Attachment #8674978 - Flags: review?(nicolas.b.pierron)
These were exposed by gc/oomInRegExp.js when the buffer slice
alignments changed.
Attachment #8674979 - Flags: review?(nicolas.b.pierron)
This error was exposed by the following patch changing allocation patterns.
This was exposed by the following patch.
Attachment #8674982 - Flags: review?(nicolas.b.pierron)
Since constant pools have been simplified such that they always follow
the load instructions referencing them, it is now possible to copy the
pool data into the main assembly buffer right away in finishPool()
instead of deferring the copy to executableCopy(). This has the
important effect that BufferOffset values don't need to be adjusted to
account for the size of injected constant pools.

- In finishPool(), copy the constant pool data into the main assembler
  buffer with putBytesLarge() which allows the potentially large pool
  data to be split over multiple slices.

- Stop copying pool data in executableCopy(). It has already
  been copied in finishPool().

- Simplify the PoolInfo data structure to a simple (firstEntry, offset)
  pair which records the necessary information about a single emitted
  constant pool.

- Rewrite poolEntryOffset() to use the new PoolInfo data.

- Simplify poolSizeBefore() to just return 0. This function will be
  removed entirely in a followup patch.

- Stop patching branches in executableCopy() and delete the
  patchBranch() method. Since buffer offsets are reliable when the
  branches are inserted and when labels are bound, there is no need to
  adjust branches to account for constant pools.

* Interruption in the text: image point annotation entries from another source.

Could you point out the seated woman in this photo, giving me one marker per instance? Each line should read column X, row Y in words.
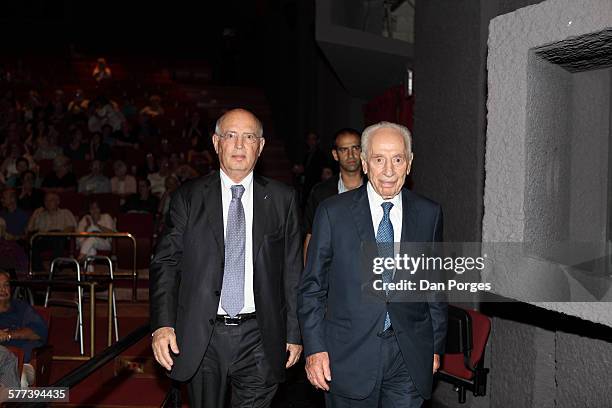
column 20, row 325
column 94, row 221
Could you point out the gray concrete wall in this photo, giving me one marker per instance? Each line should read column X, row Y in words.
column 589, row 156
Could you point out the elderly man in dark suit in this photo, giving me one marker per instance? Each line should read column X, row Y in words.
column 225, row 274
column 380, row 353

- Delete the BufferSliceTail class. It is no longer necessary to
  maintain a bit vector of branch instructions since we don't rewrite
  branches any longer. Use the plain AssemblerBuffer::Slice class
  instead.

This patch implements the basic functional change of copying pool data
immediately instead of deferring it. Followup patches will clean up the
now redundant code.
Attachment #8674983 - Flags: review?(nicolas.b.pierron)
There is no longer a 1-1 correspondence between buffer slices and
constant pools. We no longer need the ability to truncate a buffer
slice prematurely.

This uses less memory.
Attachment #8674984 - Flags: review?(nicolas.b.pierron)
Attached patch Use a Vector for poolInfo_. (obsolete) — Splinter Review
Use a Vector with 8 preallocated slots and a LifoAllocPolicy allocating
from the parent AssemblerBuffer's lifoAlloc_. We'll rarely need more
than 8 constant pools in a single assembler.

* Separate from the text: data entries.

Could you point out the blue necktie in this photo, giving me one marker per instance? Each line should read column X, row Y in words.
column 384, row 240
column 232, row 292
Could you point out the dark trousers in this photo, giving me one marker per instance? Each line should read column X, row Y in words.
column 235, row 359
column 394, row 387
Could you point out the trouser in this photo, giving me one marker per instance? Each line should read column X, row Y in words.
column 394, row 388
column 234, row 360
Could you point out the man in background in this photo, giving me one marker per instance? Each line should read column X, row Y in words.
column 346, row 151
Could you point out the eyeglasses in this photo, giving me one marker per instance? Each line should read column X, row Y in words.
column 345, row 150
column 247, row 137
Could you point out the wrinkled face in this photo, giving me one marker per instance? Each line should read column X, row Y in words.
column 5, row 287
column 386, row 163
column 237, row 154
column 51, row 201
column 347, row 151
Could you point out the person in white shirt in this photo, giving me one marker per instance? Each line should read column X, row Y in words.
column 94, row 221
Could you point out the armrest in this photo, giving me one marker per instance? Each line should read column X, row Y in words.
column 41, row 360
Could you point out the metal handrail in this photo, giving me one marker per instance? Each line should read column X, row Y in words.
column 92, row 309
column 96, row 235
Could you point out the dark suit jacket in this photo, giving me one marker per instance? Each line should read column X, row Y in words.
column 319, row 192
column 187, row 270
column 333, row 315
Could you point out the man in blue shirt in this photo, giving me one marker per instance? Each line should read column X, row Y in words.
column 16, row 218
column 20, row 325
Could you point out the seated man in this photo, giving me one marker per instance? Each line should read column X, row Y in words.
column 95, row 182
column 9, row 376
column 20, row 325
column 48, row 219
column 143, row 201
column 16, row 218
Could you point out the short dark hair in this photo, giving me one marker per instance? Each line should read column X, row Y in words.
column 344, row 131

We can't actually allocate memory from this->lifoAlloc_ in the
constructor, but it is OK to capture allocator references like the
Vector constructor does.

Add an assertion to initWithAllocator() to verify that we didn't
allocate anything from lifoAlloc_ before the MacroAssembler constructor
had a chance to install an AutoJitContextAlloc.

Note that this also improves OOM simulation granularity, see Bug 1215555.
Attachment #8674986 - Flags: review?(nicolas.b.pierron)
This is possible because we no longer PodCopy the pools.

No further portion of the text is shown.